I have a few fantasies left. One of them is that Angie, wherever she is, for once in her life gets very lucky. She is blessed with a savior, someone like Doc tried to be back in 2007. You never know, as long as she’s alive, if she reaches a point where she wants to turn her life around, where she starts to dream of what might have been, if she’d made a different turn in the road so long ago, there’s always a chance that this could happen. This is my fantasy:
Angie meets someone: A Very Good Person. That someone makes her see that she still has the power to save herself and turn her life around. So she starts to try. First, she gets clean. It was agony, but she does it. And the savior helps her stay clean by staying close by, offering support, and being her NA sponsor. Days go by, weeks. She gets a little job in a bookstore to pay back her savior for buying her food and to pay for her small, furnished room. She keeps her head above water. Weeks turn into months.
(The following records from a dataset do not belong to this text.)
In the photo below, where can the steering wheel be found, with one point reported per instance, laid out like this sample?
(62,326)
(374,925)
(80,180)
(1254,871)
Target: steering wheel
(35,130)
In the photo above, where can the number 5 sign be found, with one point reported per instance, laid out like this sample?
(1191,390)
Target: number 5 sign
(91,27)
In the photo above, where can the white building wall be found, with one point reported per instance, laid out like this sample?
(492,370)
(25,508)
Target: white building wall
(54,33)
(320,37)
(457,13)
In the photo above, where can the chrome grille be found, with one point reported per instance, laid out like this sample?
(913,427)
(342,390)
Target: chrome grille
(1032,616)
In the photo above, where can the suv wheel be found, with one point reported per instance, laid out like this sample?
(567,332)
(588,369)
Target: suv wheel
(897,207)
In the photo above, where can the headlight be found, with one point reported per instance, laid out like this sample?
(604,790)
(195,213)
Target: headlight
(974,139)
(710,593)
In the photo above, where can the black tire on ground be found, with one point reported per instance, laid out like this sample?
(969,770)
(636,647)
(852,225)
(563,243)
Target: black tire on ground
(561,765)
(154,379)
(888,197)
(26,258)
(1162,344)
She’s still just putting one foot in front of the other, going to her job, coming home and reading books. Even when she was a using junkie, living in my basement in Virginia, she loved to read books and do Sudoku puzzles. The months go by, and she notices the change in seasons. Summer is cooler this year; the fog never seems to leave the city. She and her savior start to go out a little, leave the city in her savior’s car. They go to Big Sur one weekend, do a lot of walking. Angie’s savior tells her all about her life and the lessons her own pain has taught her. Angie listens and thinks about that. She reminds Angie that life has been hard for her too, but one day she just woke up and determined to embrace it as a gift instead of a curse. And that’s when she started to be happy. Her savior asks her if she would ever want to go back to her life before drugs, to her family.
And then the miracle happens: Angie remembers.